Um dos erros ao começar a investir é superestimar a renda e subestimar os gastos. Muitas pessoas consideram apenas o salário bruto e esquecem despesas anuais previsíveis, como:

  • IPVA e IPTU

  • Seguro do carro

  • Matrícula escolar

  • Viagens e presentes

“Apesar de não serem mensais, essas despesas são recorrentes. Quando não entram na conta, o investidor superestima sua capacidade de poupança”, explica Daniella.

Sem essa organização, o planejamento fica comprometido desde o início.

Investir antes de quitar dívidas

Outro equívoco frequente é começar a investir sem antes quitar dívidas com juros elevados.

“Se o custo da dívida é maior do que a rentabilidade líquida dos investimentos, faz mais sentido priorizar a quitação”, alerta a especialista.

Também é arriscado investir em ativos de maior volatilidade sem ter uma reserva de emergência formada. Imprevistos podem obrigar o investidor a vender aplicações em momentos desfavoráveis.

A ilusão dos ganhos rápidos

A busca por retornos imediatos é um comportamento comum. Estudos indicam que o tempo médio de permanência de uma ação em carteira é de apenas cinco meses.

“As pessoas buscam soluções mágicas e fáceis. Mas só constrói patrimônio quem tem disciplina, consistência e visão de longo prazo”, afirma Daniella.

A falta de objetivos claros também prejudica a estratégia.
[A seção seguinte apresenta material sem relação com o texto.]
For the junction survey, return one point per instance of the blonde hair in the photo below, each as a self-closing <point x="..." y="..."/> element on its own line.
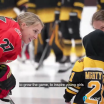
<point x="29" y="18"/>
<point x="98" y="16"/>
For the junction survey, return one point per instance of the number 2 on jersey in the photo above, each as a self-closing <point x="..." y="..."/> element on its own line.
<point x="92" y="92"/>
<point x="7" y="46"/>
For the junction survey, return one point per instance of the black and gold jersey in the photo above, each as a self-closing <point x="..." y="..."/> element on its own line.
<point x="86" y="82"/>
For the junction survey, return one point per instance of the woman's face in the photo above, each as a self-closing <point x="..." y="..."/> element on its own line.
<point x="30" y="32"/>
<point x="98" y="25"/>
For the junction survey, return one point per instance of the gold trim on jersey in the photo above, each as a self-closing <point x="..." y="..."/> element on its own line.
<point x="88" y="64"/>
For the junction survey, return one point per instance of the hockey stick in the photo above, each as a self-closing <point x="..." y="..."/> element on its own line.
<point x="45" y="50"/>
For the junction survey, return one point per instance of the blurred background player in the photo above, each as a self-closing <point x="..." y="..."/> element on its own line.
<point x="48" y="11"/>
<point x="70" y="17"/>
<point x="12" y="8"/>
<point x="84" y="71"/>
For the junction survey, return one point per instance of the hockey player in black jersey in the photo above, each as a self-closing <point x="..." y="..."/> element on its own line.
<point x="89" y="71"/>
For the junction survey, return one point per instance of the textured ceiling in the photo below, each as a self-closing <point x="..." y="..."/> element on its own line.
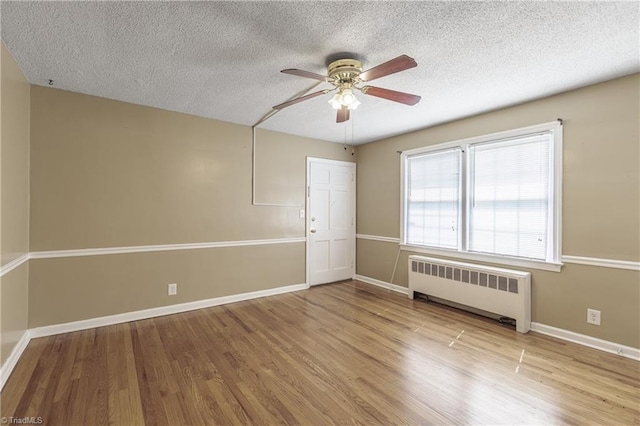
<point x="223" y="59"/>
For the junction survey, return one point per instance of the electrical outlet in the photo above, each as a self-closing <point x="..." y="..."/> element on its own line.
<point x="593" y="316"/>
<point x="172" y="289"/>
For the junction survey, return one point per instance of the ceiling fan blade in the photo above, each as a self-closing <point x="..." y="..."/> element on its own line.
<point x="392" y="95"/>
<point x="301" y="98"/>
<point x="343" y="115"/>
<point x="401" y="63"/>
<point x="307" y="74"/>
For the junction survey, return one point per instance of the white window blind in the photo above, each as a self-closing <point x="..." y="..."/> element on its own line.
<point x="433" y="208"/>
<point x="494" y="198"/>
<point x="510" y="191"/>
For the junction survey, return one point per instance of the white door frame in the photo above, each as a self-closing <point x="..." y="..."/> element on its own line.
<point x="308" y="218"/>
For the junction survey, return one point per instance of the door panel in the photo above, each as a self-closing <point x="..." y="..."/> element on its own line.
<point x="330" y="221"/>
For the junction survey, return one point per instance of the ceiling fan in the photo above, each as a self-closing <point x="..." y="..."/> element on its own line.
<point x="346" y="75"/>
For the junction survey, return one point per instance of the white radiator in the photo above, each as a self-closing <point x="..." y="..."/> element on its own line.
<point x="499" y="291"/>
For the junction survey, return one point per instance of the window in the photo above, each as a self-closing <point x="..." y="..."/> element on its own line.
<point x="494" y="195"/>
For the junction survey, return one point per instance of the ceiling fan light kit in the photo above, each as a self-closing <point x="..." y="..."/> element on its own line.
<point x="346" y="75"/>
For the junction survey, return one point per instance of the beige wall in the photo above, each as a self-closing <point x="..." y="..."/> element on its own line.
<point x="601" y="203"/>
<point x="112" y="174"/>
<point x="14" y="207"/>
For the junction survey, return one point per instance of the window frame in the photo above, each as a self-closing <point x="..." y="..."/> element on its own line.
<point x="555" y="264"/>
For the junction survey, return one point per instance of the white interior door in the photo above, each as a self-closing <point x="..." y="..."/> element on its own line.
<point x="331" y="227"/>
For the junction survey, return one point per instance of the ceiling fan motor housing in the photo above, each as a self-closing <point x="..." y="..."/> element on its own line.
<point x="345" y="72"/>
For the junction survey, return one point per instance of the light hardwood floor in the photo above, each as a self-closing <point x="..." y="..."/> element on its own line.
<point x="334" y="354"/>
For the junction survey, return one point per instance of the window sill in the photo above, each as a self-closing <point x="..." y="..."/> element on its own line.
<point x="488" y="258"/>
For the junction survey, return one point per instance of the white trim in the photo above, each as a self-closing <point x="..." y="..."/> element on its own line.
<point x="465" y="145"/>
<point x="584" y="340"/>
<point x="10" y="266"/>
<point x="478" y="257"/>
<point x="12" y="360"/>
<point x="383" y="284"/>
<point x="605" y="263"/>
<point x="378" y="238"/>
<point x="160" y="247"/>
<point x="68" y="327"/>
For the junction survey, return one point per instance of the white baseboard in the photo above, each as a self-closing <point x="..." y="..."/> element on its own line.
<point x="584" y="340"/>
<point x="383" y="284"/>
<point x="50" y="330"/>
<point x="16" y="353"/>
<point x="157" y="312"/>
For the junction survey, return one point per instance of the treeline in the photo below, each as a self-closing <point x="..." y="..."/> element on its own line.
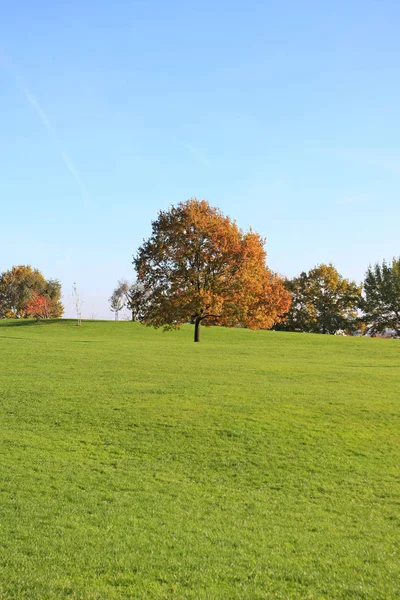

Sem separar recursos para curto, médio e longo prazo, o investidor pode pagar mais impostos e comprometer aplicações importantes.

Perfil de investidor e diversificação

Ignorar o próprio perfil de risco é outro erro relevante. Muitas pessoas se consideram agressivas, mas diante de perdas tornam-se conservadoras e abandonam a estratégia.

A identificação correta da tolerância ao risco ajuda a manter o plano mesmo em períodos de volatilidade.

A diversificação também é essencial. Ela não significa ter muitos ativos, mas combinar diferentes tipos de risco na carteira. Isso reduz a chance de perdas significativas e aumenta a estabilidade no longo prazo.

Educação financeira e orientação profissional

O Brasil ainda enfrenta uma lacuna histórica em educação financeira. A falta de conhecimento impactou gerações e reforça a importância de inserir noções básicas de finanças desde a escola.

Embora estudar por conta própria seja importante, contar com orientação profissional pode evitar decisões impulsivas. Um consultor acompanha o cenário econômico e ajuda a alinhar investimentos aos objetivos pessoais.

Por onde começar?

Para evitar erros ao começar a investir, a especialista recomenda:

  1. Organizar o orçamento e conhecer a renda líquida real.

  2. Mapear todas as despesas, inclusive as anuais.

  3. Formar uma reserva de emergência em investimentos seguros e com liquidez.

  4. Definir metas de curto, médio e longo prazo.

  5. Buscar orientação independente, se possível.

“O primeiro passo é organizar a vida financeira. Começar simples é sempre melhor do que não começar”, ensina.